Scale-Dependent Transition in Soil Moisture Memory and Its Environmental Controls in Complex Mountain Terrain

Abstract. Soil moisture memory (SMM) defines the antecedent wetness states that modulate catchment responses to meteorological triggers, serving as a critical determinant of background hydraulic susceptibility. However, its multi-scale characteristics and environmental drivers remain poorly understood in complex terrain. This study characterizes SMM dynamics across daily-to-interannual scales using daily data (2003–2022) from three hazard-prone watersheds in southwestern China (Dali River, Anning River, and Jiangjia Ravine). By integrating Power Spectrum Analysis, Detrended Fluctuation Analysis (DFA-2), and a spatial attribution modeling framework, we identify a distinct scale-dependent transition in SMM persistence and its controls. Results revealed that while memory intensity generally weakened with scale, humid catchments exhibited a robust "inherent persistence" regime extending to multi-year scales.

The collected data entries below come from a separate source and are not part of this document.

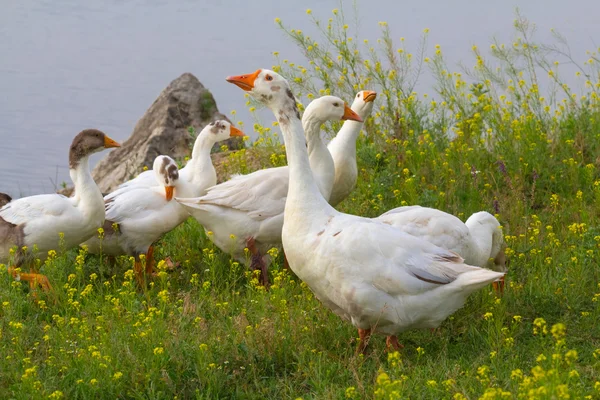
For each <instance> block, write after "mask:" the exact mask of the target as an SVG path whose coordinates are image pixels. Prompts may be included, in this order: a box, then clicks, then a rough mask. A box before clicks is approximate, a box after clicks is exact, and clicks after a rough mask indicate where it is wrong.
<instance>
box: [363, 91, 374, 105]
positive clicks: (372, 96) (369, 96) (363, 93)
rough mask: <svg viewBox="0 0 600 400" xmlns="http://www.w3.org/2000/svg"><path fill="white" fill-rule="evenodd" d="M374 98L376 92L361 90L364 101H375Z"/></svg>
mask: <svg viewBox="0 0 600 400" xmlns="http://www.w3.org/2000/svg"><path fill="white" fill-rule="evenodd" d="M376 98H377V92H374V91H372V90H363V100H364V102H365V103H369V102H371V101H375V99H376Z"/></svg>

Crucially, feature importance analysis uncovered a structural transition at approximately the 5-year scale: atmospheric variables and vegetation dominated short-term variability, whereas soil properties and topography governed the system's long-term capacity to integrate low-frequency signals. Mechanistically, this marks a shift from event-driven hydraulic responses to background storage trends regulated by deep soil buffering. These findings provide a basis for distinguishing event-scale hydraulic preconditioning from long-term background susceptibility, offering a conceptual framework for incorporating operational persistence horizons into hierarchical hazard assessment strategies.